Although the pandemic has essentially paused face-to-face community research, establishing such a dialogue gave investigators more opportunities to further explore West Side housing issues on an individual basis. With financial assistance from Councilwoman Gonzales, UTSA Westside Community Partnerships has partnered with the Mexican American Unity Council (MAUC) to provide relief to more than 200 families that needed help to keep or clean title to their homes.

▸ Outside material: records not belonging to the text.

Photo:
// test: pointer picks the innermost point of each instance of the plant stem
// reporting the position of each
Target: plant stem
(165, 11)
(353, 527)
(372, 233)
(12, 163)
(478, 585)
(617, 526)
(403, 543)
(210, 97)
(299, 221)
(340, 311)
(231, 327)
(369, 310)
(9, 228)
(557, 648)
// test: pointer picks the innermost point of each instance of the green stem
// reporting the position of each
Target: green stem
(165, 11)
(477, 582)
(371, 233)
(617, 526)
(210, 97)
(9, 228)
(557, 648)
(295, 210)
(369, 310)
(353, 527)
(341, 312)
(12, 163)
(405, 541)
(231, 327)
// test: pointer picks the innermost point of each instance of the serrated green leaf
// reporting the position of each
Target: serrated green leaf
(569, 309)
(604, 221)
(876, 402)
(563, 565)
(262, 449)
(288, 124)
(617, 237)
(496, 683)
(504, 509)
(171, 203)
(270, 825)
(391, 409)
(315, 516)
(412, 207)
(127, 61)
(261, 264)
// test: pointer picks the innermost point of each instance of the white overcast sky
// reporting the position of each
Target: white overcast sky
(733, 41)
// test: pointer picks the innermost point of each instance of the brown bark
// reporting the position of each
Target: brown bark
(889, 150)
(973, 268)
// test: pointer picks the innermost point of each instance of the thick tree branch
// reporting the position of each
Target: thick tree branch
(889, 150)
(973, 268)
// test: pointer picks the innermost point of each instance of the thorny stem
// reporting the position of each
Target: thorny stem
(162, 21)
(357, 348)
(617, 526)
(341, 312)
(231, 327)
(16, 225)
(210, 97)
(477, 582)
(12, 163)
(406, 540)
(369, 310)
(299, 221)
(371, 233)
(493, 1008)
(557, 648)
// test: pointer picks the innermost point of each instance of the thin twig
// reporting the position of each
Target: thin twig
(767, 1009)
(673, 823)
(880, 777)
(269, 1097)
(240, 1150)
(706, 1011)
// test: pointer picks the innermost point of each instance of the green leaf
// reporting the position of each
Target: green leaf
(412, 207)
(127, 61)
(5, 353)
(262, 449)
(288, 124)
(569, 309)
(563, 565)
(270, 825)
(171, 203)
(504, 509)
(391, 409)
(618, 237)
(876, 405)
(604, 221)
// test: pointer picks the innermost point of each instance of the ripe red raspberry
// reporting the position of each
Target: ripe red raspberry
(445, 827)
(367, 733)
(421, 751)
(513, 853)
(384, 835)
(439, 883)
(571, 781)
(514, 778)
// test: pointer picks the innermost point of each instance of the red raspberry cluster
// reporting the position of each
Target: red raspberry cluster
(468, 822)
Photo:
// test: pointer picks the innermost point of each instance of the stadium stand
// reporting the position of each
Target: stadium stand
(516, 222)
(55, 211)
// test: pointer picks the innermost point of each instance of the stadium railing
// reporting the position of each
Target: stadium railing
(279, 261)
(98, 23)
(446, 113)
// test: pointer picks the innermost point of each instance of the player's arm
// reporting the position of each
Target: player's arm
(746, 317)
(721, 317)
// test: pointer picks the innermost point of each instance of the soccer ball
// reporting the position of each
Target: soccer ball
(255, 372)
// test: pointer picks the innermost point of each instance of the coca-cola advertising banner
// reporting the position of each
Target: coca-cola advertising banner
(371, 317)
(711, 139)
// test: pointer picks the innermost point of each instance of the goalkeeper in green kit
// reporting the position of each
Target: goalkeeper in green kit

This relief is important because many can’t qualify for city-sponsored assistance until they have clear legal title to their homes. Enriquez estimates that between 70 to 80% of homes that fall into disrepair do so because of fractionalized ownership, which is a pervasive problem throughout San Antonio but especially on the West Side. Instances where a home is bestowed to multiple heirs rarely end well for the family involved or the property because there’s a lack of clear title, Enriquez said. “Those are situations where six or seven people own the house, and therefore no one really owns the house, no one pays the taxes, no one does the repairs, and the asset gets wasted,” he explained. Many of those homes are demolished or forfeited due to back taxes.
UTSA and MAUC collaborators have stressed the importance of a succession plan to residents in these neighborhoods, whether it be in the form of a traditional will or a transfer-on-death deed. The City of San Antonio and Bexar County have supported this effort. “The more folks you can get to create a succession plan, the more stable the community,” Enriquez said.
Enriquez has seen firsthand the power of clean inheritance on the West Side. UTSA’s door-to-door housing outreach revealed that roughly 40% of the households that earn more than $50,000 per year in the 78207 zip code have no mortgage—largely because the houses were inherited over two, three or even four generations. Those homes are not only in better shape, but those homeowners are living much more comfortably than their neighbors. “Having that intergenerational wealth transfer has given these folks a leg up,” Enriquez said. “Having $50,000 in 78207, where the median income is around $13,000—that’s a lot of money in that community.”
These efforts are among many to mitigate issues with housing affordability on San Antonio’s West Side, including the Shotgun Houses Project in District 5, a collaboration under the direction of Gonzales between UTSA’s Westside Community Partnerships and the Department of Architecture to rehabilitate historic shotgun houses at an affordable cost.
“UTSA has been an integral part of District 5's housing initiatives,” Gonzales said. “Our goal has been to address our community's housing needs and through that work establish connections for residents to access vital food, employment, health, education, and other services that address their overall wellbeing. During this COVID emergency, these connections and collaborations are more important than ever."